Admitting privileges

For the three remaining clinics in Louisiana, only two doctors providing abortion services have admitting privileges: one at Hope Medical Group for Women and the other at Women's Health Care Center, according to court documents.

Hope Medical Group for Women has two doctors performing abortion services, but only one has admitting privileges with a nearby hospital. That doctor is a full-time OB-GYN, but only provides abortions part-time at the clinic.

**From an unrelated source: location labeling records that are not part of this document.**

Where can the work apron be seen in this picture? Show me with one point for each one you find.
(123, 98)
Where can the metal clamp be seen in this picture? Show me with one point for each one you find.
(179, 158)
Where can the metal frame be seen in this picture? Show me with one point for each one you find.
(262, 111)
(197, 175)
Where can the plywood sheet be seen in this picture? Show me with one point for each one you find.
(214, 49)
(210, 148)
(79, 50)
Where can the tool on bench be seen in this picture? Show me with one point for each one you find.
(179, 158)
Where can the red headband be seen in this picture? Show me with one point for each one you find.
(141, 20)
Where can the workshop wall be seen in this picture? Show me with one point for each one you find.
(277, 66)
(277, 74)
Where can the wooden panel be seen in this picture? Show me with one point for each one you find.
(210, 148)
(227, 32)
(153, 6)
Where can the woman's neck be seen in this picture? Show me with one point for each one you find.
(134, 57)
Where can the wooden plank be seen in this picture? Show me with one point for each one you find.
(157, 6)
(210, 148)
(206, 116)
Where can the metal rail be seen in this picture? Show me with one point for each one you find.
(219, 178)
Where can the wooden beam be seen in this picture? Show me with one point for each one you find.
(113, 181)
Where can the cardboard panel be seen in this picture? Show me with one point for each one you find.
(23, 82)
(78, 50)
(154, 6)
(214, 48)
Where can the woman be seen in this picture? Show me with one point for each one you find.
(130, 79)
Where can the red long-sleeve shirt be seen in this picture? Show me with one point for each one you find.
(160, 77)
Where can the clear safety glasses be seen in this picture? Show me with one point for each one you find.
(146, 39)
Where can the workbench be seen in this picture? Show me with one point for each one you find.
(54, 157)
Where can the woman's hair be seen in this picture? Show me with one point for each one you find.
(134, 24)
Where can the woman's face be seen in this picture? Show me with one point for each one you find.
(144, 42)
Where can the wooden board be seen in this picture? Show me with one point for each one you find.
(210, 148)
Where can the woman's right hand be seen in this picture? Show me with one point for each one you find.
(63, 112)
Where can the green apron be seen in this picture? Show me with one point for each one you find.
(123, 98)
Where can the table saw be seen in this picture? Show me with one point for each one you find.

Its full-time doctor does not have admitting privileges, despite trying to get them for over a year and a half, said Tu.

Tu said that requirements for admitting privileges may look good on paper, but for outpatient abortion providers it's a classic Catch-22.


"Abortion providers do not need admitting privileges to provide safe and effective abortion care, and they cannot get them," he added. "The reason they don't need them is because abortion is one of the safest medical procedures in the United States."

When abortion providers do apply for admitting privileges they can run into many challenges. Sometimes hospitals require providers to admit a certain number of patients a year, a requirement that abortion providers are often unable to meet.

Andrew Beck, senior staff attorney at the ACLU Reproductive Freedom Project, said that's because providers rarely have to admit patients because abortion is so safe.

Hope Medical Group for Women treats 3,000 patients a year and has only had to transfer four patients to a hospital for treatment in the last 23 years.

"The bill is just another nail in the coffin of trying to close down clinics," said Toni Van Pelt, president of the National Organization for Women. "We know that the bill is a political plow and admitting privileges are unnecessary for doctors who perform abortions."


Another hurdle, Beck adds, is that some hospitals want to avoid controversy, and don't want to be seen as enabling abortion, especially in communities where it's unpopular.

Louisiana state Sen. Katrina Jackson, a Democrat, strongly supports the law and its requirement for admitting privileges.

"We believe that the women deserve the same care as others in the state of Louisiana," she said, "and that the physician is competent and has a continuity of care, in case of emergency."

Despite Jackson and others emphasizing the safety requirements of Louisiana's abortion law, several non-partisan medical groups disagree.

The American College of Obstetricians and Gynecologists, the American Medical Association and others filed afriend of the court brief with the Supreme Court, arguing the law does not benefit the health and safety of women.


Instead of protecting women's health, the Louisiana law jeopardizes it, and adds an unneeded layer of bureaucracy to keep doctors from providing abortion, according to Dr. Maureen Phipps, CEO of the American College of Obstetricians and Gynecologists.

"The Supreme Court should strike down the Louisiana law just as it did the Texas law," Phipps said. "Abortion is just as safe now as at the time of this court's consideration of Whole Woman's Health."

If the Supreme Court upholds the law, a district court found that the state would be left with only one abortion provider in Louisiana, and currently roughly 10,000 women seek an abortion in the state each year.

"If the Supreme Court upholds Louisiana's law, we will see a bunch of states dust off unconstitutional regulations of abortion providers and try to make abortion access out of reach for patients," said Tu. "The fundamental question in our case is can a state effectively ban abortion, while leaving Roe v. Wade on the books?"